あのとき助けてもらったからこそ、浮気された上に捨てられた女というレッテルを貼られずに済んだことだし。さらにその後も樋宮くんがこまめに連絡をくれるものだからあまり元彼のことを引きずることもなかった。
まあそのせいでというか、そのお陰でというか……別れてからそう時間も経っていないのに別の感情が芽生えてしまったわけで。でも惚れやすいとか軽い女だなって思われたくないことからその気持ちはあれからずっと隠したままだ。
「で、王子様に助けられたんならその後の展開はひとつやんな?」
「え」
その言葉に驚いて樋宮くんを見ればぱちりと視線が絡む。心臓が跳ね上がり思わず目を逸らしてしまった。
その後の展開はひとつ、とは。王子様が出てくるのには大体お姫様が出てきて、そういうパターンのセオリーは決まっている。……決まっているけれど、樋宮くんが王子様だとして自分が姫の立場とかおこがましすぎる。いやそうじゃなくて。
さきほどの言葉が反芻して、顔に熱が集まるのがわかる。お酒のせいだと誤魔化せないほどに。
「あは、めっちゃ照れとる〜なに想像したん」
「だって樋宮くんが変なこと言うから」
「えー本気やけど。なんならキスでもしよか」
「なっ、なんで、飛躍しすぎだよ。さすがにそれは好きな人と……」
「俺は好きやけど。〇〇ちゃんも同じ気持ちや思ってたけど、違うん?」
からかった後にさらりと告白の言葉を紡ぎ樋宮くんは私の顔を覗き込んだ。その目は隠していた気持ちを見透かしているような気さえする。
態度に出さないようにしていたつもりだけど、彼に伝わってしまうくらいにはにじみ出ていたのだろうか。私が樋宮くんのことを好きだと、確信めいた言い方だったから。
樋宮くんと付き合うことができたら嬉しいことこの上ない。ただ冷静になるとどうしても彼と私とでは不釣り合いに思えてしまって、すぐに頷くことができなかった。
「……違うわけではない、けど。

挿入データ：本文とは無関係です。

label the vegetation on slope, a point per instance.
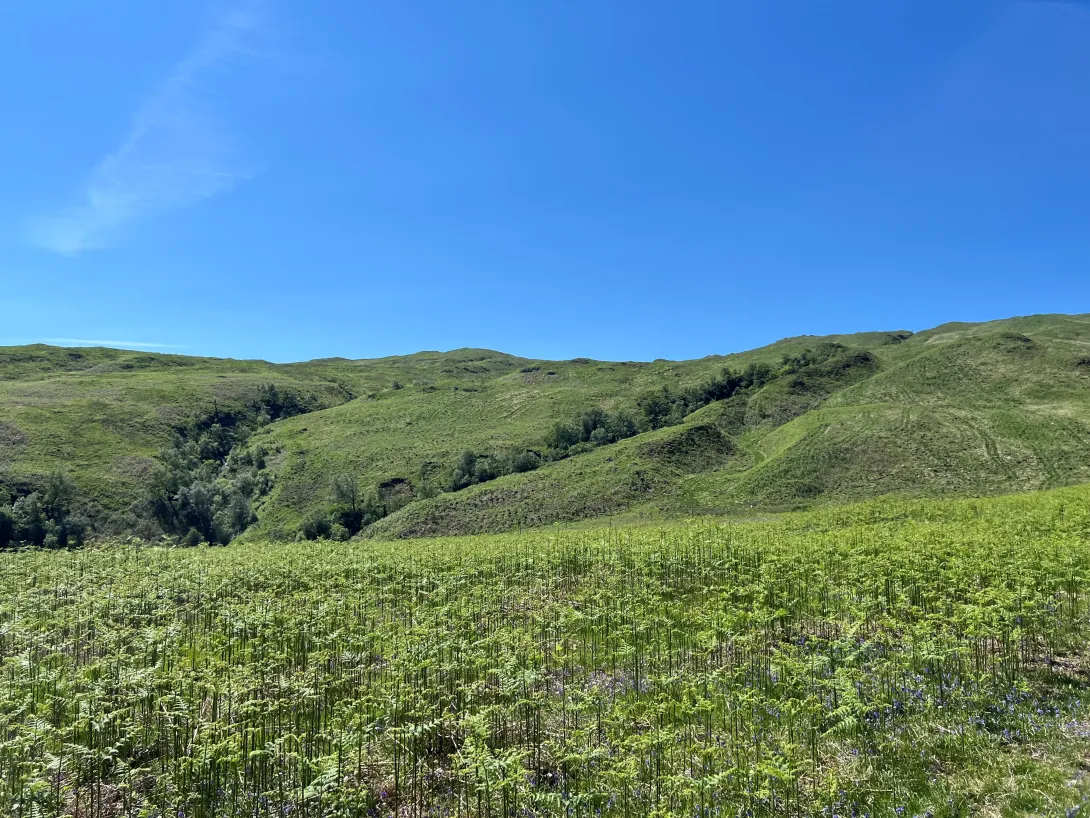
(476, 441)
(896, 658)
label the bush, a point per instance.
(317, 527)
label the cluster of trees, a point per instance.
(595, 426)
(473, 468)
(207, 481)
(47, 517)
(353, 508)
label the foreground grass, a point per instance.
(884, 659)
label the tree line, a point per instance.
(654, 409)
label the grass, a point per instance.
(896, 657)
(968, 409)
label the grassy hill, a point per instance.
(960, 409)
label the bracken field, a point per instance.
(892, 658)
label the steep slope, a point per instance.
(963, 409)
(959, 409)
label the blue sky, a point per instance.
(619, 180)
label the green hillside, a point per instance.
(960, 409)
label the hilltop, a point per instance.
(467, 442)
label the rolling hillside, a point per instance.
(964, 409)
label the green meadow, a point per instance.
(918, 658)
(834, 576)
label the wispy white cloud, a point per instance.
(177, 152)
(116, 344)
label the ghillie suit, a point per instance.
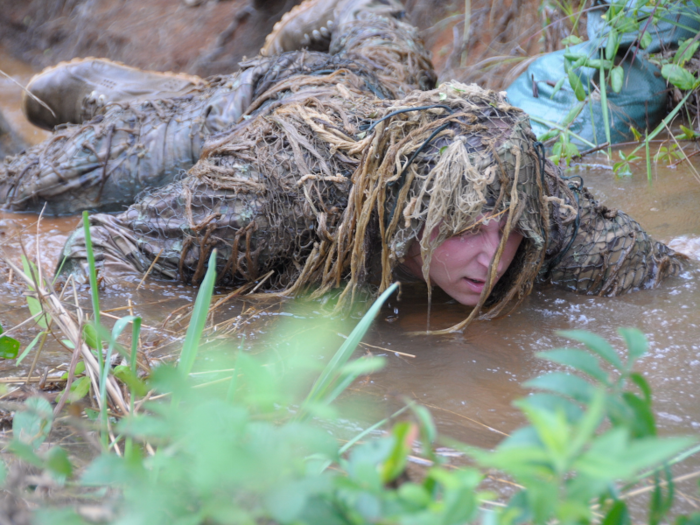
(326, 187)
(131, 146)
(334, 170)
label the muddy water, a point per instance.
(470, 379)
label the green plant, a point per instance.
(233, 450)
(622, 166)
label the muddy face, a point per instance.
(460, 265)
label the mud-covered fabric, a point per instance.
(103, 164)
(325, 185)
(606, 252)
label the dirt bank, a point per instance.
(212, 37)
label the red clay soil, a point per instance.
(211, 38)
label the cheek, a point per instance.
(456, 251)
(511, 248)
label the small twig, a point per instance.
(150, 268)
(592, 150)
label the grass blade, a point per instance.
(332, 370)
(199, 318)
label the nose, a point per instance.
(490, 240)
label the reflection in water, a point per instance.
(468, 379)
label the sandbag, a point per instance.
(679, 22)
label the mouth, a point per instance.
(476, 285)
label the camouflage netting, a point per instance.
(610, 253)
(309, 190)
(327, 181)
(105, 163)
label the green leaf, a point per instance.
(558, 86)
(286, 501)
(330, 373)
(199, 318)
(596, 344)
(576, 85)
(679, 77)
(414, 495)
(396, 462)
(618, 513)
(78, 389)
(58, 463)
(578, 360)
(9, 347)
(612, 45)
(688, 134)
(90, 336)
(637, 134)
(686, 50)
(571, 40)
(33, 424)
(125, 374)
(29, 348)
(617, 77)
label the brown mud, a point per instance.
(212, 37)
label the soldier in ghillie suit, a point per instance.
(337, 175)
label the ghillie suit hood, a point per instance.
(325, 187)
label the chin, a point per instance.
(465, 299)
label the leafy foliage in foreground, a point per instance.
(241, 451)
(241, 447)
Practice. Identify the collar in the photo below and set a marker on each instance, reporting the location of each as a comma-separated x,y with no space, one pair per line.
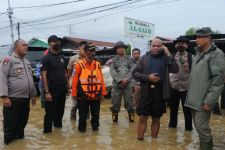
86,63
184,53
15,55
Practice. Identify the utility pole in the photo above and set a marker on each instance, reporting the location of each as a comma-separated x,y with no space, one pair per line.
18,30
10,12
70,30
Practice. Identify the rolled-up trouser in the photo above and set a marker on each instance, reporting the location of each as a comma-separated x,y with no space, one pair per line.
201,121
15,118
117,94
42,93
54,110
136,94
83,106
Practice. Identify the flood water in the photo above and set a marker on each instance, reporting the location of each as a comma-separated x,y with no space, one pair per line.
110,136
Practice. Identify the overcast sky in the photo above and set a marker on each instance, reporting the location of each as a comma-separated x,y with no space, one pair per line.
171,18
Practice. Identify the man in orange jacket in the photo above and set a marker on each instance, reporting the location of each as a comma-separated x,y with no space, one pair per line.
88,87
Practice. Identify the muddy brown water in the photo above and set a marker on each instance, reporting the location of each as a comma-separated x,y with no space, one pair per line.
110,136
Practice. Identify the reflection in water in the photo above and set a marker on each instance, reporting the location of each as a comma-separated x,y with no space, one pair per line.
110,136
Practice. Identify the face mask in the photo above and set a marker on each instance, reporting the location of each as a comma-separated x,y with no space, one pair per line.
181,48
56,47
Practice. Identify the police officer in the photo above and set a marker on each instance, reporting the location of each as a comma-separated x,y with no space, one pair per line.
54,77
120,69
16,89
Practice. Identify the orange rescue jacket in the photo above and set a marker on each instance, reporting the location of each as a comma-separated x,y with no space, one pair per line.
88,80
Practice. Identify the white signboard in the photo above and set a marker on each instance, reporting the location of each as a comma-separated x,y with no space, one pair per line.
136,28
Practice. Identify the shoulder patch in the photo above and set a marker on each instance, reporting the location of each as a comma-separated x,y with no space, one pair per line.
6,60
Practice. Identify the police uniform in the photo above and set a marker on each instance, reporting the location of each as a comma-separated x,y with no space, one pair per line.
55,66
16,83
121,69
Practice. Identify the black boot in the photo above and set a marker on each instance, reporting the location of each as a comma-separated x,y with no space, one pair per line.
206,145
115,117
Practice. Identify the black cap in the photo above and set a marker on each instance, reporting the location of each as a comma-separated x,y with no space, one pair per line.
90,47
53,38
120,44
181,39
205,31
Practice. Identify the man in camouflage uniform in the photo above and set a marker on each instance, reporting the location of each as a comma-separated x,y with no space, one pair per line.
120,70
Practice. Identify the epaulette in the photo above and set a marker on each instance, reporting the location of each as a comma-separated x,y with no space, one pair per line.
6,60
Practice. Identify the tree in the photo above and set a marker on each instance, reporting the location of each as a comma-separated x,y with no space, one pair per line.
192,30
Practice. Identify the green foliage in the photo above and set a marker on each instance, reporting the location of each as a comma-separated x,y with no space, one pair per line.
128,50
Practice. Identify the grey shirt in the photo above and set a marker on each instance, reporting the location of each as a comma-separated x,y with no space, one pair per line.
179,81
135,82
16,78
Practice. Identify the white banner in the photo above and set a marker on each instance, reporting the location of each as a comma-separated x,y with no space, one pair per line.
140,29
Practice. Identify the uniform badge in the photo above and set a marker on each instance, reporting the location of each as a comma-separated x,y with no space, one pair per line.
5,61
18,71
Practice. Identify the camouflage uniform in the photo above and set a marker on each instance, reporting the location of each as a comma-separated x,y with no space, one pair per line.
120,69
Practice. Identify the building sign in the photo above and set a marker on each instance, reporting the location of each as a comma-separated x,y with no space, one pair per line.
136,28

でも、樋宮くんが私を好きになる理由がわからないというか。あんな振られ方したのに」
「それ何か関係ある?」
「え?」
「俺はあの日元彼に言い返した○○ちゃん凛としてかっこええな思うたし、話すとかわええなとも思った。振られ方とか関係ない、むしろ元彼の見る目がなかったんやなとしか」
グラスに添えていた手が樋宮くんによって包み込むように握られ、じわりとまた熱を帯びる。

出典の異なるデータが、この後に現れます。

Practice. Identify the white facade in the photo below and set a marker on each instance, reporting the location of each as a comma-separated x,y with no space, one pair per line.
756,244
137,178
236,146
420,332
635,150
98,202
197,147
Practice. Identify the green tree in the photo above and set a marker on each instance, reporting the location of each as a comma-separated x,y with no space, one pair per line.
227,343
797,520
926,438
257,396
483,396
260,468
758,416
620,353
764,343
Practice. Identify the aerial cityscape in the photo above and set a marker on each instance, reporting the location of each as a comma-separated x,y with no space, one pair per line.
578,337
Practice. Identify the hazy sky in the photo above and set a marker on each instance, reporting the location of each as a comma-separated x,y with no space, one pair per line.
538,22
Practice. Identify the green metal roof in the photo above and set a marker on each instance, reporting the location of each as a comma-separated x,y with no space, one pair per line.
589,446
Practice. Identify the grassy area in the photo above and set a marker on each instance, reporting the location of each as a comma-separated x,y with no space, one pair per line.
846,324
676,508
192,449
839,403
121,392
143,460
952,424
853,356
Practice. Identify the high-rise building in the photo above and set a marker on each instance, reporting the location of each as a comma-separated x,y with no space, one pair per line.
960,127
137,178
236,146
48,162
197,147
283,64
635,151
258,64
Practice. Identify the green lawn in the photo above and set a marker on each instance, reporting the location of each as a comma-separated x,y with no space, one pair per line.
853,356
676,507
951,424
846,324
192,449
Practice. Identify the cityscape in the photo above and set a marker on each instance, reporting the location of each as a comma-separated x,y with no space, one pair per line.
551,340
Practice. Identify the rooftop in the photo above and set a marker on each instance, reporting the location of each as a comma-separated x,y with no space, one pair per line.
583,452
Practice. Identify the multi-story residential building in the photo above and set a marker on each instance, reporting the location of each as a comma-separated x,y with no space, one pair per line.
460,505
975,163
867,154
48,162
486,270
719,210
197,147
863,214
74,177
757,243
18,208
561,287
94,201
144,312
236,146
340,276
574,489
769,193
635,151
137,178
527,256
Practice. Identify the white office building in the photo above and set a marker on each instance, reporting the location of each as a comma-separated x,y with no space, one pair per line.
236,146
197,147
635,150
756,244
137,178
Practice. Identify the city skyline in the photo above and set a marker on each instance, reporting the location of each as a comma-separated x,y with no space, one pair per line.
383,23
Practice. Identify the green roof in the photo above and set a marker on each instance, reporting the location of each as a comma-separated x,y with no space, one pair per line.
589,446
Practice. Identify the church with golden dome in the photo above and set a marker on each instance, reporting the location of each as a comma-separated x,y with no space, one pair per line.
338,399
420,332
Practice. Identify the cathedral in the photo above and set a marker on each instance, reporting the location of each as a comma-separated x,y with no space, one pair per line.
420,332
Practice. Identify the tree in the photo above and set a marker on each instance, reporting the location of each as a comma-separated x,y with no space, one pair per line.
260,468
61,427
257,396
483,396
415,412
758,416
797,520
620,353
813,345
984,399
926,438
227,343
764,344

「好きだなって思わんかったら最初から線引きしとるし、こまめに連絡もせーへんよ」
「こんな短期間で心変わりして……軽い女だなとか、思わない?」
「ぜーんぜん。俺のこと好きになってくれたらええなあ思うてたし望んでたことやもん」
樋宮くんは目を細め、いたく優しい声色でそう口にした。
ほしい言葉をくれるし私のことを考えてくれて、元彼となんか比べる余地なんて全くないのに。嫌な記憶というのはこんなところでもしこりが残る。

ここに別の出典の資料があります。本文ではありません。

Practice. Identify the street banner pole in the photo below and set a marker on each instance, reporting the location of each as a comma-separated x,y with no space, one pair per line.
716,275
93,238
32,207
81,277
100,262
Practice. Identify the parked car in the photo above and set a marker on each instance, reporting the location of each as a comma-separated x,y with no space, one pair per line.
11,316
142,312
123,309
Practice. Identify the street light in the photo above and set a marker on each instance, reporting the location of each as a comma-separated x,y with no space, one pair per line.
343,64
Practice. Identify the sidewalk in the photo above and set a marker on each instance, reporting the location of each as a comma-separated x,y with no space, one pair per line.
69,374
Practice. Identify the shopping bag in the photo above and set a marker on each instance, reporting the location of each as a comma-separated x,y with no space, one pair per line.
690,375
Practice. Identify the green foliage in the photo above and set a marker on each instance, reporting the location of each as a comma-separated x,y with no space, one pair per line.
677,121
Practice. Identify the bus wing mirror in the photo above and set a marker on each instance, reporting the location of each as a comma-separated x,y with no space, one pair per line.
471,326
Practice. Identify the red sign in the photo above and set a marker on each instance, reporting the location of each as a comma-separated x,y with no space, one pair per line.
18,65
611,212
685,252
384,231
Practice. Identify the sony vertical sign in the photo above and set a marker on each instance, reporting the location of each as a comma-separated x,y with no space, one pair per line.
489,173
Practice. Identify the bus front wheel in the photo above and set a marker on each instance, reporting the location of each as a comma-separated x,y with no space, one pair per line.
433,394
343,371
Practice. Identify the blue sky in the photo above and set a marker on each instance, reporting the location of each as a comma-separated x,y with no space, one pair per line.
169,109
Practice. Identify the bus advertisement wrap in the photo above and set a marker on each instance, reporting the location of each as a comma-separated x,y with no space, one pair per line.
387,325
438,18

「あんな元彼のあとやから、不安な気持ちもわかる。でもそんなん思い出せないくらい俺は甘やかしたるよ?」
「あはは…………そうかも」
そう言って彼の肩に寄りかかれば「えーなにどうしたん」なんて、少し声のトーンをあげて笑った。
「こんな風にされたら都合の良いようにとってしまうけどええの?」
「うん、もう樋宮くんいないとだめだぁっていうくらい甘やかしてほしいかも」
まだ知り合って一年ぽっちだけど、彼女になったらすごく大事にされるんだろうなって一緒にいるだけで伝わってきて。友人の立場からでも樋宮くんのその優しさに沢山触れてきた。
だからもう一度信じてみようではなく、自ずと彼を信頼しているという感覚の方が近いかもしれない。
彼は私の手を取りおもむろに口元へと近付けると、手のひらに柔らかいものがあたる。漫画の中でしか見たことのない光景だったけれど、それを認識するまでさほど時間はかからなかった。
「……っ、ちょっと、待っ」
「えーもう待たへんよ。俺しか見えん言うくらい甘やかしたるから覚悟しとってね」
樋宮くんは口付けした私の手のひらに頬を寄せ、柔らかく笑う。
もしかしたら私の思う覚悟と樋宮くんの考える覚悟には大きな差があるのかもしれないと、気が付いた時にはもう遅かった。